Tuesday, August 12, 2014

In Darwin’s Footsteps - 40 Years in Galápagos Islands

Charles Darwin spent only five weeks on the Galápagos Islands, and at first, the British biologists Peter and Rosemary Grant didn’t plan to stay very long either — a few years at most.

They landed in 1973 on the tiny uninhabited island of Daphne Major, the cinder cone of an extinct volcano. (Darwin himself never set foot there.) Daphne is as steep as a roof, with cliffs running all around the base, and just one small spot on the outer slope flat enough to pitch a tent.

Their goal, as they relate in their new book, “40 Years of Evolution,” was to study finches in the genus Geospiza — the birds that gave Darwin some of his first inklings of evolution by natural selection — and to try to reconstruct part of their evolutionary history.

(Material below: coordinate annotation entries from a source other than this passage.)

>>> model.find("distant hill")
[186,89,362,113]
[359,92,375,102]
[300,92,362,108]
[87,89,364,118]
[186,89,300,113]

Instead, they made an amazing discovery.

After several years of meticulous measurements, the Grants and their students realized that the finches’ dimensions were changing before their eyes. Their beaks and bodies were evolving and adapting from year to year, sometimes slowly, sometimes strikingly, generation after generation. The researchers were watching evolution in real time, evolution in the flesh.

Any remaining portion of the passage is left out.